July 7, 2026pubmed logopapers

Authors

Zhang Q,Zhou D,Thompson P,Vavillis G,Anderton T,Ahmed R,Gonzales RA,Zhang H,Fok WYR,Atkinson D,Thomas KE,Lewis A,Rider O,Channon KM,Neubauer S,Plein S,Lu M,Swoboda PP,Piechnik SK,Ferreira VM

Affiliations (5)

  • Division of Cardiovascular Medicine, Radcliffe Department of Medicine, University of Oxford, Oxford, United Kingdom; Big Data Institute, Li Ka Shing Centre for Health Information and Discovery, University of Oxford, Oxford, United Kingdom. Electronic address: [email protected].
  • Department of Magnetic Resonance Imaging, Fuwai Hospital, State Key Laboratory of Cardiovascular Disease, National Centre for Cardiovascular Diseases, Chinese Academy of Medical Sciences and Peking Union Medical College, Beijing, China.
  • Department of Biomedical Imaging Science, Leeds Institute of Cardiovascular and Metabolic Medicine, University of Leeds, Leeds, United Kingdom.
  • Division of Cardiovascular Medicine, Radcliffe Department of Medicine, University of Oxford, Oxford, United Kingdom.
  • Department of Magnetic Resonance Imaging, Fuwai Hospital, State Key Laboratory of Cardiovascular Disease, National Centre for Cardiovascular Diseases, Chinese Academy of Medical Sciences and Peking Union Medical College, Beijing, China. Electronic address: [email protected].

Abstract

Myocardial scar detection using cardiovascular magnetic resonance (CMR) may now be achieved without contrast agents using artificial intelligence virtual native enhancement (VNE); prospective multicenter clinical validation is needed to establish its feasibility for routine clinical use.
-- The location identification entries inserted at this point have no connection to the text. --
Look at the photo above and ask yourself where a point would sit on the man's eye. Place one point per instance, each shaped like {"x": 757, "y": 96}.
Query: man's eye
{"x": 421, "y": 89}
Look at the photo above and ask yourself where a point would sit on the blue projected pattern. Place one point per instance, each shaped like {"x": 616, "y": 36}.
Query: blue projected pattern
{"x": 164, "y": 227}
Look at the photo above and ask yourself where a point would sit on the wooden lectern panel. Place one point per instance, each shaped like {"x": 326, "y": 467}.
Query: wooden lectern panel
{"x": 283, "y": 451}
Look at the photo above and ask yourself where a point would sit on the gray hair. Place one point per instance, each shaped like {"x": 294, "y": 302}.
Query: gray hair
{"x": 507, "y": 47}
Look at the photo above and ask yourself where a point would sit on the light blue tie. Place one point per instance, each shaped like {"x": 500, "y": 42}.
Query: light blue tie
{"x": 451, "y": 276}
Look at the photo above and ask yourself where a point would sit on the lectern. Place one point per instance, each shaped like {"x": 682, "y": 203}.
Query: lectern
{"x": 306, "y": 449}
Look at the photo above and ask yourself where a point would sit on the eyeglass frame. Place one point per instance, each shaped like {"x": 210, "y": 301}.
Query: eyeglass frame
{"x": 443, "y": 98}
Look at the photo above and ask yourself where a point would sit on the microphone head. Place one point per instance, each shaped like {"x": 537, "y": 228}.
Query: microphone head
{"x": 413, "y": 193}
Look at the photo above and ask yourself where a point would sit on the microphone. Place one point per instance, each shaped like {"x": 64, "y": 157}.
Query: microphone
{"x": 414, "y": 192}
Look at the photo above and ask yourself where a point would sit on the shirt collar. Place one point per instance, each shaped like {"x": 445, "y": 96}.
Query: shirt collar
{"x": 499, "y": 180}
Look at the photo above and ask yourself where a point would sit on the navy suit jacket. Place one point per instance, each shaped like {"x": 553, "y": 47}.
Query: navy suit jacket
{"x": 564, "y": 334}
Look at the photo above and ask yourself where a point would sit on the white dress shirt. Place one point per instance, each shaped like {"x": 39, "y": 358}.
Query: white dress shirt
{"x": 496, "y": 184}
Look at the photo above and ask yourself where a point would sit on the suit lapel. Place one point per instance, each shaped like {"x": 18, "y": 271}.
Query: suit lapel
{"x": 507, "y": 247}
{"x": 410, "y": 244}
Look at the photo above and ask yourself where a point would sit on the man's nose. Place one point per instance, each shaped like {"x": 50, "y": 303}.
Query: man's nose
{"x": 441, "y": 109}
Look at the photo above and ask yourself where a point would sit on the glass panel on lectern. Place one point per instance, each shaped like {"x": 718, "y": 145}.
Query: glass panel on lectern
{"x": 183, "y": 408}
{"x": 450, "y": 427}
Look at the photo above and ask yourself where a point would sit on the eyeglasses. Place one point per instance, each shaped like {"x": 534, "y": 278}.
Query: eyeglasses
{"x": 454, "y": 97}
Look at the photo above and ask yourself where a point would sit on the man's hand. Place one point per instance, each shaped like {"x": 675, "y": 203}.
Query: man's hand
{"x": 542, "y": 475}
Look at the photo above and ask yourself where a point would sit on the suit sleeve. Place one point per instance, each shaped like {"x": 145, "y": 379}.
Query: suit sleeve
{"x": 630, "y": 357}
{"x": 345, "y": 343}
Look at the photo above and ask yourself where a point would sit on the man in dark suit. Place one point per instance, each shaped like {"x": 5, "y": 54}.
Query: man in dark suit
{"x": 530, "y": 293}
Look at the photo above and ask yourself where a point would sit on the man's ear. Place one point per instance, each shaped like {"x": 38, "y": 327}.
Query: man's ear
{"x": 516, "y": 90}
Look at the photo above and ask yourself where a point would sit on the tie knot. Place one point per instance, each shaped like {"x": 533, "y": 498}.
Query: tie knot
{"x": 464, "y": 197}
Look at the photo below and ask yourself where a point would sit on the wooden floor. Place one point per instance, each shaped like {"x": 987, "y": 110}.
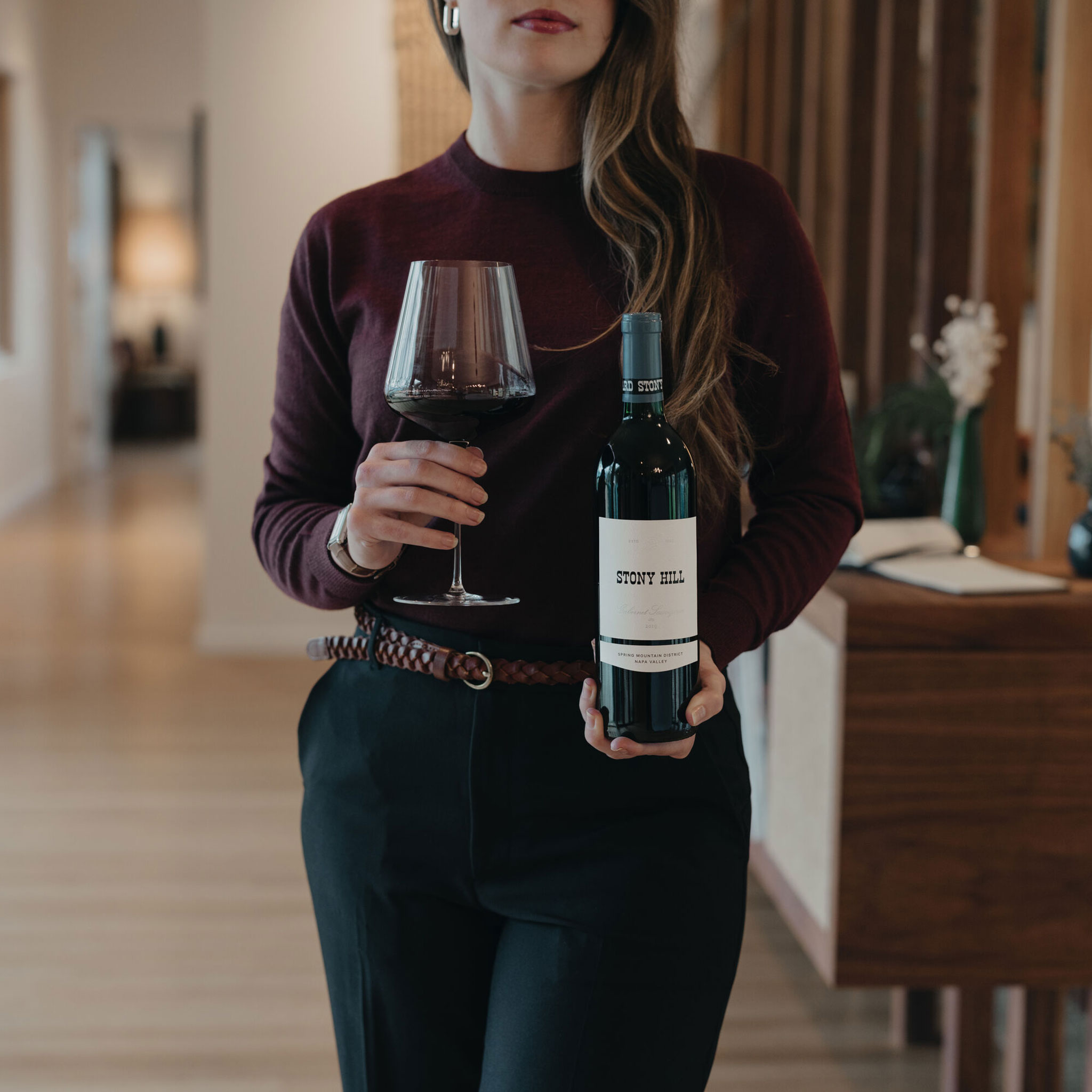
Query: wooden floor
{"x": 155, "y": 927}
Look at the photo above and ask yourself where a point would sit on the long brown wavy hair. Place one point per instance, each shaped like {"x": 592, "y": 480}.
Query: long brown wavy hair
{"x": 641, "y": 187}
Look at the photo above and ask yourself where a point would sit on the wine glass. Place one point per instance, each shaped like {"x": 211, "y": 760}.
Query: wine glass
{"x": 459, "y": 366}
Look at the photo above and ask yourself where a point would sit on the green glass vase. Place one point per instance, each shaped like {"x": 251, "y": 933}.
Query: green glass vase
{"x": 965, "y": 499}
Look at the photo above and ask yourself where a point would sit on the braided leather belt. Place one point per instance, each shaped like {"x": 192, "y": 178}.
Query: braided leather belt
{"x": 395, "y": 649}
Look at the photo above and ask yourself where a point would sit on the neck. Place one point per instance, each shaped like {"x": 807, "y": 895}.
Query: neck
{"x": 520, "y": 127}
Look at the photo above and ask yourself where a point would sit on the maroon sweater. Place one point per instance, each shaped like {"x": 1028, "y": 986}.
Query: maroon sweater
{"x": 539, "y": 537}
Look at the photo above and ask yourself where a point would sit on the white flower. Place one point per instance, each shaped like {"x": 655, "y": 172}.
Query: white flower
{"x": 967, "y": 351}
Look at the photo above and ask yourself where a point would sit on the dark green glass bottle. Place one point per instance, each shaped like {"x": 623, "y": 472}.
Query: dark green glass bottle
{"x": 648, "y": 645}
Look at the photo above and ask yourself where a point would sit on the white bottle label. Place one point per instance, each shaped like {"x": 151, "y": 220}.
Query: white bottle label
{"x": 648, "y": 593}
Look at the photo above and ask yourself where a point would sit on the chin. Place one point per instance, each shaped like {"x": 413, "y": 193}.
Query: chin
{"x": 537, "y": 68}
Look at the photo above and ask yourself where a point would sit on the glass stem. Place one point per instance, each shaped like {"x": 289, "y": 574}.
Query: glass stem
{"x": 457, "y": 573}
{"x": 457, "y": 569}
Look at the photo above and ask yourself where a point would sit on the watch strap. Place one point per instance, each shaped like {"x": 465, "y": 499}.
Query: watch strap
{"x": 338, "y": 548}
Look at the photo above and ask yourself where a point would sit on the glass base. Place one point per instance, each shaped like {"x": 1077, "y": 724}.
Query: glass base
{"x": 454, "y": 600}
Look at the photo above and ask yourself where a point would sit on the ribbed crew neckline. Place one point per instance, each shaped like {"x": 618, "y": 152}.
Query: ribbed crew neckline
{"x": 491, "y": 179}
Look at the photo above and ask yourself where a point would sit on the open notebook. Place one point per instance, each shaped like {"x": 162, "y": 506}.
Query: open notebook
{"x": 929, "y": 553}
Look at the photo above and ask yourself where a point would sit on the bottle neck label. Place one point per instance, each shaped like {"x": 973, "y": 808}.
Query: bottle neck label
{"x": 643, "y": 390}
{"x": 643, "y": 374}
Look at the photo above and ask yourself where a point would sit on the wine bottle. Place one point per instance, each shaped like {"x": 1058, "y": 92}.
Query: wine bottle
{"x": 648, "y": 633}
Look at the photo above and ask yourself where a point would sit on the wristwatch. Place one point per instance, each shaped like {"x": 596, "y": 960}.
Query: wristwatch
{"x": 339, "y": 551}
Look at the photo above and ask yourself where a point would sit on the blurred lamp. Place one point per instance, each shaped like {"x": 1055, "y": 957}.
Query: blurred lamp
{"x": 155, "y": 252}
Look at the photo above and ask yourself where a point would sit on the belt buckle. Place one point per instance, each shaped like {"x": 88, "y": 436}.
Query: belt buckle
{"x": 488, "y": 671}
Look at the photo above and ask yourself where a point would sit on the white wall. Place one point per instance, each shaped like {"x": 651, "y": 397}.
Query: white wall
{"x": 699, "y": 59}
{"x": 126, "y": 66}
{"x": 302, "y": 107}
{"x": 26, "y": 375}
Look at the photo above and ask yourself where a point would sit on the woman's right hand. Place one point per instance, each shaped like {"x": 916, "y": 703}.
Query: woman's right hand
{"x": 400, "y": 487}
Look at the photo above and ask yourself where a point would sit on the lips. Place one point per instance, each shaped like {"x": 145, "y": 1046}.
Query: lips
{"x": 544, "y": 21}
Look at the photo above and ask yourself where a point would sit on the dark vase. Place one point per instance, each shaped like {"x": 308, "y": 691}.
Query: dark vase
{"x": 965, "y": 501}
{"x": 1080, "y": 543}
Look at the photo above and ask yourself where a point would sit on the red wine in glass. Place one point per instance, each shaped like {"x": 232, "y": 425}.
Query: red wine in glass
{"x": 460, "y": 367}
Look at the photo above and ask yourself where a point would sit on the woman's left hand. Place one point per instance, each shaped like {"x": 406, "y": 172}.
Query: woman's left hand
{"x": 706, "y": 703}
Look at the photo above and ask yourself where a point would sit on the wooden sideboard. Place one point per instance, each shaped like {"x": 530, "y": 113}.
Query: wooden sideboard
{"x": 929, "y": 785}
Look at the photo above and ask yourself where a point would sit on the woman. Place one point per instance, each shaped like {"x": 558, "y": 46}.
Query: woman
{"x": 502, "y": 906}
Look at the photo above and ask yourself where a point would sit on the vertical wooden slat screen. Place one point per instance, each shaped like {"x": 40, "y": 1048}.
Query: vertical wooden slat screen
{"x": 857, "y": 186}
{"x": 829, "y": 229}
{"x": 945, "y": 248}
{"x": 1002, "y": 229}
{"x": 733, "y": 78}
{"x": 782, "y": 41}
{"x": 894, "y": 206}
{"x": 434, "y": 107}
{"x": 7, "y": 258}
{"x": 810, "y": 84}
{"x": 1065, "y": 268}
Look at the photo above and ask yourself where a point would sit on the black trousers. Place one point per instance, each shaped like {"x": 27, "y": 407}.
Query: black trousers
{"x": 503, "y": 908}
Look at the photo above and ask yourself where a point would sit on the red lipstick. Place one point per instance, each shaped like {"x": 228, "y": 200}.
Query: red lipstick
{"x": 544, "y": 21}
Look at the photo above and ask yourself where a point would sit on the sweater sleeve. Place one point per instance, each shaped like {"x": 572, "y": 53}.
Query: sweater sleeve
{"x": 309, "y": 471}
{"x": 803, "y": 480}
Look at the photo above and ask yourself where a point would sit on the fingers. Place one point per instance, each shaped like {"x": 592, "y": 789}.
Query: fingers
{"x": 467, "y": 461}
{"x": 587, "y": 697}
{"x": 407, "y": 498}
{"x": 622, "y": 748}
{"x": 387, "y": 529}
{"x": 710, "y": 699}
{"x": 629, "y": 748}
{"x": 423, "y": 473}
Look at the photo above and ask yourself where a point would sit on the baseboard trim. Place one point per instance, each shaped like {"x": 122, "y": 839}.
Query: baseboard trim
{"x": 25, "y": 493}
{"x": 263, "y": 639}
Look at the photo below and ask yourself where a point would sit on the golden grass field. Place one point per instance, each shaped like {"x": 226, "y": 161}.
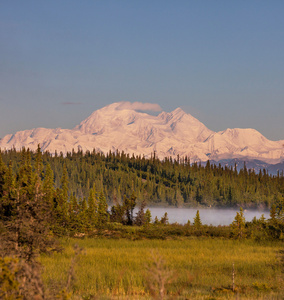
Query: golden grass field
{"x": 190, "y": 268}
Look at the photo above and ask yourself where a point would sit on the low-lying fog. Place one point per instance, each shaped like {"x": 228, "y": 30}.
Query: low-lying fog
{"x": 213, "y": 216}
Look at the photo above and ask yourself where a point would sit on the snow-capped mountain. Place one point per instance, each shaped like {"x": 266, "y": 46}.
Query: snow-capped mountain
{"x": 168, "y": 134}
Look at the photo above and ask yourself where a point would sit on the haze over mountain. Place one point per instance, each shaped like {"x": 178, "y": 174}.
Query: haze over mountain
{"x": 120, "y": 126}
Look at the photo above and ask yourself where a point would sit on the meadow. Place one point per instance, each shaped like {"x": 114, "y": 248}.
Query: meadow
{"x": 185, "y": 268}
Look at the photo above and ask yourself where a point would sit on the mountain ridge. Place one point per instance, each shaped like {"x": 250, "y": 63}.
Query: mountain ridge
{"x": 117, "y": 127}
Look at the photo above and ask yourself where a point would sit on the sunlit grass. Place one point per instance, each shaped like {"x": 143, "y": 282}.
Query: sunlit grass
{"x": 201, "y": 267}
The aim of this study was to prospectively investigate the diagnostic performance of VNE in myocardial scar detection using a multicenter, blinded approach in real-world clinical settings. CMR data sets were prospectively collected from 2 sites (Leeds and Fuwai). Leeds and Fuwai teams independently determined scar presence on late gadolinium enhancement (LGE) as ground truth. The Oxford team generated VNE images using only precontrast cine and T1 map images from the other 2 sites. The Oxford team scored VNE images blinded to clinical data and LGE. Four additional clinical readers blindly assessed the matched-slice VNE and LGE images. VNE diagnosis of myocardial infarction achieved 94.4% accuracy on the basis of confident images (n = 107) and 87.5% accuracy on all images (n = 136). Myocardial scar quantification by VNE correlated strongly with LGE (R = 0.90) and agreed closely with LGE (mean difference 3.2%; 95% CI: -10.4% to +16.8%). VNE-LGE agreement on infarcted myocardial territories was 90.0%. The 4 clinical readers considered VNE adequate without proceeding to LGE in 69.7% of patients, and in these cases, VNE achieved an average diagnostic accuracy of 93.7%, comparable with that of LGE (93.9%). Accurate myocardial scar quantification can be achieved without contrast agents in high-quality and clear VNE images. VNE may triage the need for LGE and obviate its use in more than two-thirds of referrals for chronic myocardial infarction scar assessment without compromising diagnostic accuracy.